I kicked off my healthier life style last week with a bang. Exercise three times a week, 5:2 diet on top of that. My week days suddenly had a whole new rhythm. I didn't realized how preoccupied I can get with food. On normal days there is too much of it, on 500 kal days there is the constant thinking of what can I have, when, if I can squeeze a cup of tea in and what would I fancy to eat if I could.
It is doable though. And it feels good. Aching muscles feel good. I forgot how great it feels. To have a hungry day and go to sleep knowing that I did it is great.
Sweets are my weakness. I have to work my way through the rest of the stuff I still have in the house (I don't throw away food - specially not my favorite biscuit!) and make sure I don't bring home anymore.
So only one week in and I feel better. Until before yesterday. Dear child got a cold, symptoms started on Monday, by Wednesday afternoon husband and I started to feel funny, too. It is the first time of family sniffles, usually it goes from one member to the next one and husband tends to deal with it for about two months while the child is better in a week and I am allowed about of two days of official misery. So we all walk around with runny noses, snore together during the night, cough and sneeze non stop and clear away tons of tissues. And I have got no energy left to exercise. And to plan special meals (or no meals) feels like too much effort.
I will have to take couple of days to recover and start afresh. Because I like it.

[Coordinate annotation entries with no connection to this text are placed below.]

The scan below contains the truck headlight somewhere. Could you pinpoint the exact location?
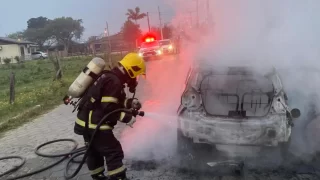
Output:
[181,88,202,110]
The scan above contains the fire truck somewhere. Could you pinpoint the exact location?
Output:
[138,33,163,59]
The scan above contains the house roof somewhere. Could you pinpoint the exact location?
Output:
[0,37,35,44]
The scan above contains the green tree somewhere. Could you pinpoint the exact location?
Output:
[126,7,147,24]
[7,31,24,39]
[46,17,84,52]
[121,19,141,48]
[27,16,50,29]
[24,28,51,49]
[24,16,51,49]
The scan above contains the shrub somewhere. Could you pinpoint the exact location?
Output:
[3,58,11,64]
[14,56,20,63]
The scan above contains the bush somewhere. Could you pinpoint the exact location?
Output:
[3,58,11,64]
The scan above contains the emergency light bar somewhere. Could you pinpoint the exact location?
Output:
[144,37,154,42]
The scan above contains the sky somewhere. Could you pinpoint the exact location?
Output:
[0,0,174,40]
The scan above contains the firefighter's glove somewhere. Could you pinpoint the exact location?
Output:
[131,99,142,110]
[127,116,136,128]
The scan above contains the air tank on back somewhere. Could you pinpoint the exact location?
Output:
[68,57,106,98]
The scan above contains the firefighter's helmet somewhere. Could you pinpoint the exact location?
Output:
[119,53,146,78]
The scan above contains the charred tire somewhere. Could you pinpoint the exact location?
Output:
[177,130,216,173]
[177,130,197,170]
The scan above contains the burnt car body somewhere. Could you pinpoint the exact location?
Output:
[177,65,300,163]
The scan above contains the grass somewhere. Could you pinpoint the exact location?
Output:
[0,55,121,134]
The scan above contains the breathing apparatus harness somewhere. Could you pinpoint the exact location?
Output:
[73,70,140,146]
[0,63,144,180]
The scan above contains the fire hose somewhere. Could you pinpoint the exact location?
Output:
[0,109,144,180]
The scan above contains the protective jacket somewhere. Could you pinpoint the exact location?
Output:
[74,68,132,135]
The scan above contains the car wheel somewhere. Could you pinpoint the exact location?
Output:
[279,137,293,161]
[177,130,197,170]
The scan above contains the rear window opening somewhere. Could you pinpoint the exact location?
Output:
[200,75,274,117]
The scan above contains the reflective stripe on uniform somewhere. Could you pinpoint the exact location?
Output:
[101,96,118,103]
[123,98,128,108]
[108,165,126,176]
[119,112,126,121]
[90,166,104,175]
[76,111,113,130]
[76,119,113,130]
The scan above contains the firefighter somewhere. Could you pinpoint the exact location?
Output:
[74,53,146,180]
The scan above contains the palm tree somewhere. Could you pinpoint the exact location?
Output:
[126,7,147,24]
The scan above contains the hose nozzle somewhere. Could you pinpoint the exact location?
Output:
[132,109,144,116]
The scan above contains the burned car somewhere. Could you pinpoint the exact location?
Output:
[177,65,300,166]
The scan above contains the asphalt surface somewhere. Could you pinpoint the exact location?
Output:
[0,56,320,180]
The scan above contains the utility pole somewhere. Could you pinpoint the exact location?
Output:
[106,21,111,53]
[158,6,163,39]
[105,21,113,68]
[147,12,150,32]
[196,0,199,27]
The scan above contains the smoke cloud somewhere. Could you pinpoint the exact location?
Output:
[122,0,320,165]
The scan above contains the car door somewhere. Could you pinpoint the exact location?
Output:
[267,67,283,95]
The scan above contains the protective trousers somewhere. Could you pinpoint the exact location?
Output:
[84,130,126,180]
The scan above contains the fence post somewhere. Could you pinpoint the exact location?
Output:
[10,72,15,104]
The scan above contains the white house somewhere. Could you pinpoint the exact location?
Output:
[0,37,38,64]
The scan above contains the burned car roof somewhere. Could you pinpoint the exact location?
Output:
[186,64,274,92]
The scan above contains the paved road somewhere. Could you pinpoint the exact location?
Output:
[0,54,320,180]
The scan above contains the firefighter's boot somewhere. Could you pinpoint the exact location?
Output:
[91,173,108,180]
[109,171,129,180]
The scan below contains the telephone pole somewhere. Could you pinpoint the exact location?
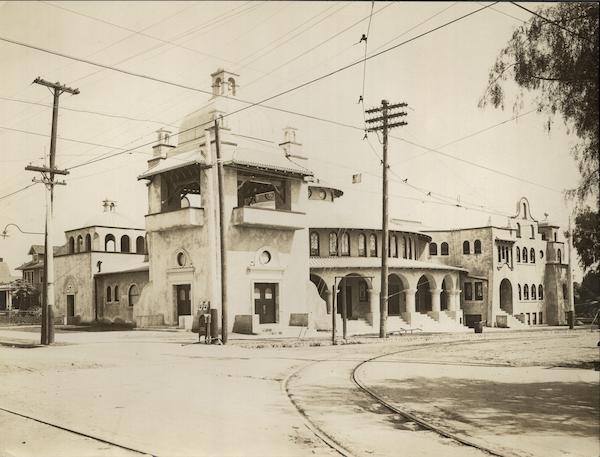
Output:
[365,100,408,338]
[215,119,229,344]
[25,77,79,345]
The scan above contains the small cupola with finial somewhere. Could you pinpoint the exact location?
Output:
[279,127,307,160]
[102,198,117,213]
[210,68,239,97]
[148,129,175,168]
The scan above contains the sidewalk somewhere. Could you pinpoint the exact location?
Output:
[0,325,589,349]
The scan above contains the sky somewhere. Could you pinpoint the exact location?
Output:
[0,1,578,270]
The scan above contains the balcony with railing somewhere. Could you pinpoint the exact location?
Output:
[146,207,204,232]
[233,206,307,230]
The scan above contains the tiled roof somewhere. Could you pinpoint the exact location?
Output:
[223,145,313,176]
[308,256,467,271]
[28,244,44,255]
[15,260,44,270]
[94,263,150,276]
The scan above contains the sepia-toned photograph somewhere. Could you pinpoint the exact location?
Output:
[0,0,600,457]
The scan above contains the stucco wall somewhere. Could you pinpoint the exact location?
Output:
[54,252,95,322]
[96,271,148,322]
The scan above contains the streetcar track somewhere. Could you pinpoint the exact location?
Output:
[0,407,158,457]
[281,336,554,457]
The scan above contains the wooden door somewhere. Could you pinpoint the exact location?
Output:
[175,284,192,316]
[254,282,277,324]
[67,295,75,317]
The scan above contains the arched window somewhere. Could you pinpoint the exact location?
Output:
[440,241,448,255]
[329,232,338,255]
[369,233,377,257]
[104,233,116,252]
[127,284,140,306]
[135,236,146,254]
[358,233,367,257]
[341,232,350,255]
[121,235,129,252]
[227,78,236,95]
[310,232,319,257]
[429,243,437,255]
[389,235,398,257]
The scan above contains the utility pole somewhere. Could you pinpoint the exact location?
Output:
[25,77,79,345]
[215,119,229,344]
[366,100,408,338]
[567,216,575,329]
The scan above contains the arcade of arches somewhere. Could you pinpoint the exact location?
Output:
[310,270,460,323]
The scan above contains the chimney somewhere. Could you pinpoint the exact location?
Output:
[279,127,307,160]
[148,129,175,168]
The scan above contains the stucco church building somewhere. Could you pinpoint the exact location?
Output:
[37,70,567,334]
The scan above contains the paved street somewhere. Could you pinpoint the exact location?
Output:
[0,329,599,457]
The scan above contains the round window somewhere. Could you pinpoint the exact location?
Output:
[259,251,271,265]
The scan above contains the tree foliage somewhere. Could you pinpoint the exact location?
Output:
[573,207,600,273]
[480,2,600,204]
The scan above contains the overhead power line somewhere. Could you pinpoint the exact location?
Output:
[0,182,37,200]
[0,97,177,127]
[0,125,148,152]
[0,2,498,116]
[42,2,262,70]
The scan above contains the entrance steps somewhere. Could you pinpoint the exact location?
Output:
[411,313,445,333]
[438,311,469,332]
[496,312,529,329]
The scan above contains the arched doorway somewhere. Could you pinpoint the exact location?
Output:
[388,273,408,316]
[500,278,513,316]
[336,273,371,319]
[440,276,452,311]
[310,274,331,314]
[415,275,433,314]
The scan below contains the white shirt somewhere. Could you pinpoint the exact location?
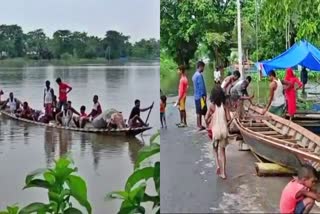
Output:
[271,79,286,106]
[44,88,53,104]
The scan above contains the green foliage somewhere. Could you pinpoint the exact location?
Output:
[107,133,160,214]
[61,53,72,61]
[160,51,178,79]
[0,158,92,214]
[0,25,160,60]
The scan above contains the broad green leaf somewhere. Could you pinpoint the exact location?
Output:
[129,182,147,205]
[105,191,129,200]
[125,167,154,192]
[43,172,56,185]
[141,193,160,206]
[63,207,82,214]
[23,179,51,189]
[153,162,160,195]
[7,205,19,214]
[150,131,160,144]
[67,175,91,213]
[19,202,47,214]
[134,143,160,169]
[25,168,47,184]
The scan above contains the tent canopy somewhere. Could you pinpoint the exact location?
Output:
[256,40,320,75]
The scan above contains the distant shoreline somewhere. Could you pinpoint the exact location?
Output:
[0,57,160,67]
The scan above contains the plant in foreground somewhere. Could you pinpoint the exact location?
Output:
[107,133,160,214]
[0,158,91,214]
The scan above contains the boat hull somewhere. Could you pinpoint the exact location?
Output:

Husband needs to feel ashamed by my crazy fitness and get motivated, he could do with some proper life style kick, but so far he just observes me and assumes it will past. Well, I am not him. I stick to things!
I am also writing a page a day and summarize an idea for nanowrimo in my head. It is interesting, once I have got one thing in my life moving, the other issues start to shift, too. It seems that the summer is over, our long weekend will not be spent camping, I can catch up on all my to do lists, kick away my sniffles and get going! There is no stopping me.